There have recently been a number of contentious and heated discussions between Cupertino residents and City Council involving proposed commercial developments in the General Plan Amendment.
The city is concerned that more than 30% of the its sales tax revenues come from a single source, Apple. Apple is doing outstandingly well at present so tax revenues are coming in at a fairly high level. But how long will it continue to maintain this level of economic success? No one really knows so the city wants to plan for such an eventuality. It want to diversify its portfolio of sales tax income base by establishing far more companies in Cupertino to reduce the risk of depending so much from a single company. This involves building large amounts of office space to accommodate a greater diversity of business enterprises. Of course if many of these companies are Apple vendors the risk will still largely exist.
Some citizens are concerned that such an large increase in more than 3,000,000 sq. ft. of concentrated office space will adding tens of thousands of cars to our roads create unimaginable traffic congestion at these locations impacting the quality of life of both citizens and commuters. One such proposed location is next to the Wolf Road exit to HW280. Apple is building a 14,000 employee campus near that exist. And now a Vallco developer is proposing a 2,000,000 sq. ft. development at the same exist that may employ 13,000 employees. This will Add more than 20,000 cars just to that street and exit alone in the next 5 years that will likely spill over into Stevens Creek Blvd. and other nearby streets and expressways.
I believe that both arguments have merit. I also believe that both issues need to be discussed rationally and reasonable solutions and compromises found. Both can have unintended consequences if not properly mitigated. If creating more business and bringing in more employees from out of town creates traffic jams this will be problematic for employers as will as employees and residents. However if business diversity is not implemented then if and when Apple fails to perform well the city may be short of revenues to run effectively.
I feel that there are solutions if we just sit down and think things through. Our city is not the only city facing such dilemmas. At one time Apple agreed to limit parking to 10,500 cars for its 13,000 employees and visitors and agreed to provide alternative transportation to 34% of its employees. But as far as I know these agreements are not binding.

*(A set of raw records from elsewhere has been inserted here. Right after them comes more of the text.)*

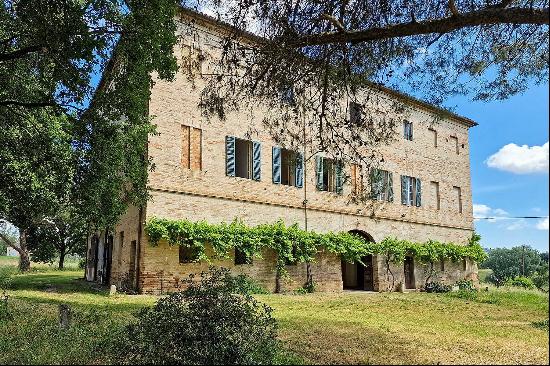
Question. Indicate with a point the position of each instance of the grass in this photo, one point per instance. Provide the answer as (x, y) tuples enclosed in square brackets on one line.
[(491, 327)]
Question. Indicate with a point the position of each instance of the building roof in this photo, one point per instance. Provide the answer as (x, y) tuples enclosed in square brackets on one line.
[(216, 23)]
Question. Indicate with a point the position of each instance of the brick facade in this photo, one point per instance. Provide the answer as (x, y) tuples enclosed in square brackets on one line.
[(184, 186)]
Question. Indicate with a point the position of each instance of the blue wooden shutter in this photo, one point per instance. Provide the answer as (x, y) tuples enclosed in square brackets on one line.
[(276, 165), (319, 172), (339, 177), (404, 185), (230, 156), (256, 160), (299, 170), (418, 193), (390, 186)]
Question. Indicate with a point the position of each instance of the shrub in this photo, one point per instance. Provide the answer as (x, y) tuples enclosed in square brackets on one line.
[(82, 263), (437, 287), (466, 285), (6, 274), (211, 322), (520, 281), (543, 324)]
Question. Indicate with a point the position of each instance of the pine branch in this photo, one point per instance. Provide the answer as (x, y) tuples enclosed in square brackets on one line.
[(488, 16)]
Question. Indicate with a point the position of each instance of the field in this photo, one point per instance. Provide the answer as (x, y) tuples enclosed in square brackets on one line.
[(487, 328)]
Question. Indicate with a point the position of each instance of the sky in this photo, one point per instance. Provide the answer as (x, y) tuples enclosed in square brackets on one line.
[(509, 167)]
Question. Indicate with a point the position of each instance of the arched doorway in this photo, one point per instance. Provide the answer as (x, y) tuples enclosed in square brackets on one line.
[(355, 276)]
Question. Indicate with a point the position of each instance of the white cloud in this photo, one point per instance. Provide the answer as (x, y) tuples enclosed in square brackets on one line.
[(542, 224), (517, 225), (481, 210), (520, 159)]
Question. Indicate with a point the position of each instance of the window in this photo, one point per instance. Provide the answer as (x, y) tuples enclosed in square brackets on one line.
[(287, 167), (458, 193), (188, 254), (120, 245), (243, 158), (411, 191), (191, 148), (329, 175), (407, 130), (435, 195), (357, 178), (355, 113), (434, 136), (454, 140), (381, 185), (241, 257)]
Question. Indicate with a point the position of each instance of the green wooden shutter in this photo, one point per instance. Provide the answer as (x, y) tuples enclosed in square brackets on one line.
[(230, 156), (339, 177), (404, 183), (299, 170), (418, 193), (276, 165), (256, 160), (319, 173), (390, 187)]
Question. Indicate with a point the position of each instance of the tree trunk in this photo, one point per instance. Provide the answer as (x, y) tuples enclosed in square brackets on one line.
[(24, 259), (61, 259)]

The reasons why many large cities have well developed public transportation systems is because of limited parking spaces, not so much because of traffic congestion or the lack of streets. Perhaps limiting parking could be a way of incentivizing businesses to encourage employees to take alternative transportation. Parking is something that the city has control over. Perhaps the city could limit parking spaces for office developments based upon the ability of streets to handle potential traffic congestion. Then it would be up to developers to mitigate these problems or limit the size of their developments.
In the case of Vallco the city can simply stipulate the number of parking spaces permitted this development based upon road and freeway exit capacity and let the developer determine the square feet of their development accordingly. This would allow developers to build to the maximum size that they can determine for that number of parking spaces allowing the city to diversify their portfolio of tax revenues without creating insurmountable traffic congestion. If they want more office space they must find ways that people can commute to work without needing more car parking. It would also encourage everyone to take more public transportation or use other means of transportation such as bicycles or walking.
The city could hire mobility consultants to advise them on optimizing various elements of mobility throughout our city and spend money from taxes it now gets from Apple and other companies to make improvements to such infrastructures while we still have the income thus investing in the future now. Or we can do as we are and simply wait until there is a crisis and pray for a solution. Why not be more proactive? Uncertainty simply sets us up for failure.